Развод по-русски (Авророва) - страница 136

— Она заподозрила тебя, да?

— Она вспомнила про часы, и про пятно, и про шарфик. И еще каким-то образом догадалась, что я была любовницей Андрея. Я была очень осторожна, но у женщин с низким уровнем интеллекта иногда очень развита интуиция. Она догадалась, но не поверила. Я назначила ей встречу в офисе вечером, принесла бутылку. Рита выпила, и я ее столкнула. Я протерла бутылку и приложила к ней Ритину руку, так что улик против меня нет. Я еще поборюсь!

— Рита так восхищалась тобой, — тихо произнесла Вера.

— Да, — горько согласилась Ира, — ты права. Изо всех на свете мне меньше всего хотелось бы убивать ее, но такие уж мы с ней невезучие. Я сама все думаю: «Ну, почему именно она?» Честное слово, лучше б это была, например, ты. Хотя против тебя я ничего не имею. Ты — ломовая лошадь, вкалываешь, как проклятая, а живешь без мужика и в нищете. Но Ритку куда жальче. С нею я почти не притворялась, а она все равно восхищалась мною. Но Лизкой восхищалась больше — это ее и погубило. Я даже плакала в тот вечер, честное слово!

— Ты — не человек, — потрясенно заметила Вера. — Ты — чудовище. Мне страшно слушать тебя, Ира!

— Я рада. Я и хотела, чтобы тебе стало страшно. Нечего быть наивной дурочкой и всем верить. Я вот выговорилась, и мне стало легче, а ты никому рассказать не сможешь, и это будет мучить тебя. Надеюсь, это заставит тебя не доверять больше никому.

— Надеюсь, что нет.

— Посмотрим! Ну, иди! Наш трахальщик тебя заждался.
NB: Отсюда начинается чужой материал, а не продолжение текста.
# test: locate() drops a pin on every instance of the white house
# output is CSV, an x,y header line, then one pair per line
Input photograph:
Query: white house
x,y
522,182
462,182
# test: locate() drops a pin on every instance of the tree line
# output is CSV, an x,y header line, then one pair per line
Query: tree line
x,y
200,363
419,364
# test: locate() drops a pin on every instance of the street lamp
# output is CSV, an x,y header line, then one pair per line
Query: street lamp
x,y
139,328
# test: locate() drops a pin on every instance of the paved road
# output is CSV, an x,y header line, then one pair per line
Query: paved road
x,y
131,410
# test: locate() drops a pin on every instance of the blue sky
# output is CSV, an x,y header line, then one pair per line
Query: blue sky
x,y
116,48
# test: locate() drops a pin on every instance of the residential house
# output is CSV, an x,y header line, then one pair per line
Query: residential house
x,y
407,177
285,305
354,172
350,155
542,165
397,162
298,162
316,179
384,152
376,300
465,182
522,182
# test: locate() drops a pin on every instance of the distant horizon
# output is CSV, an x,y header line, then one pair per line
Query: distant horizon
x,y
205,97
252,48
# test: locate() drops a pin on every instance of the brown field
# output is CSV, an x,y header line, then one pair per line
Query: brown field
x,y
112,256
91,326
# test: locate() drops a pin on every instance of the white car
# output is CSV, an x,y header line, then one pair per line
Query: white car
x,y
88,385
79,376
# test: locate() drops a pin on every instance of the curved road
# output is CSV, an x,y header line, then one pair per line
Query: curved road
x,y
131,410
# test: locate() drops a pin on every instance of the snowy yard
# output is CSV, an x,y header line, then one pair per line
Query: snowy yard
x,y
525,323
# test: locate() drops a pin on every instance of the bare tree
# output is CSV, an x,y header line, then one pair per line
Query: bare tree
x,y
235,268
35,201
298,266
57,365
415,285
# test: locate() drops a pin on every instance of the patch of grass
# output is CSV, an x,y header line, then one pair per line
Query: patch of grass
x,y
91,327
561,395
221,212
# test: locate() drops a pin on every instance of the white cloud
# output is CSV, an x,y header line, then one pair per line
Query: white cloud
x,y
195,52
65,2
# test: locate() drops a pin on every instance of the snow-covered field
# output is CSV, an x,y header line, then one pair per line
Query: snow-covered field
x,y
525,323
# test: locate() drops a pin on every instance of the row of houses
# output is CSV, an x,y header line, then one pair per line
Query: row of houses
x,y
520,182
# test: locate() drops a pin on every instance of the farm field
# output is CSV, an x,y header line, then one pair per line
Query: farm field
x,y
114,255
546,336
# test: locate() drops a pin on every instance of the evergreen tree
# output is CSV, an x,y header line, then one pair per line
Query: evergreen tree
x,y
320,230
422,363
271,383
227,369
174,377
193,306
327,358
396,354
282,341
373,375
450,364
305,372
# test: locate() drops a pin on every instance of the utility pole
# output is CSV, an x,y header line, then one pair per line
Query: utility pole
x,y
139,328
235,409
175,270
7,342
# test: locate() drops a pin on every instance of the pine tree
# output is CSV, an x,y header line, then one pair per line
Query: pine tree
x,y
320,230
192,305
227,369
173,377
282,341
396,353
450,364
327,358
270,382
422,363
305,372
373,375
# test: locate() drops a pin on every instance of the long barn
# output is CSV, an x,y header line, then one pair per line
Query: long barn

Интересно, на сколько его хватит? Неделя? Месяц? Больше вряд ли — он не любит однообразия. Иди, я хочу побыть одна.

Вера вышла во двор. На ее плечах лежал многопудовый груз, придавливающий к земле. Лизку завтра освободят, а счастья не было. Была тоска.

— Что, так плохо?

Голос Сергея звучал сочувственно, даже нежно.

— Что она тебе наговорила, эта стерва? Садись в машину, успокойся. Не знаю, как ты меня заставила оставить вас наедине. Затмение какое-то нашло! Слава богу, ты жива — остальное ерунда. Значит, все-таки она, да?

— Да. И она ненавидела Лизку лютой ненавистью. А больше я сказать не имею право — я дала ей слово. Прости, хорошо? Я же не могу!

— Разумеется. Я точно знаю, что есть на свете вещи, которые ты не можешь. Наверное, ты — единственная женщина, про которую я это точно знаю. Слушай, а давай подадим заявление!

— Какое заявление? — не поняла Вера. Ей почудилось, что она потеряла логическую связку в речи собеседника.

— Ну, это… как его? О браке — так оно называется, наверное? Я ни разу не подавал, поэтому точно не знаю.

— Погоди! Я что-то плохо соображаю. Зачем?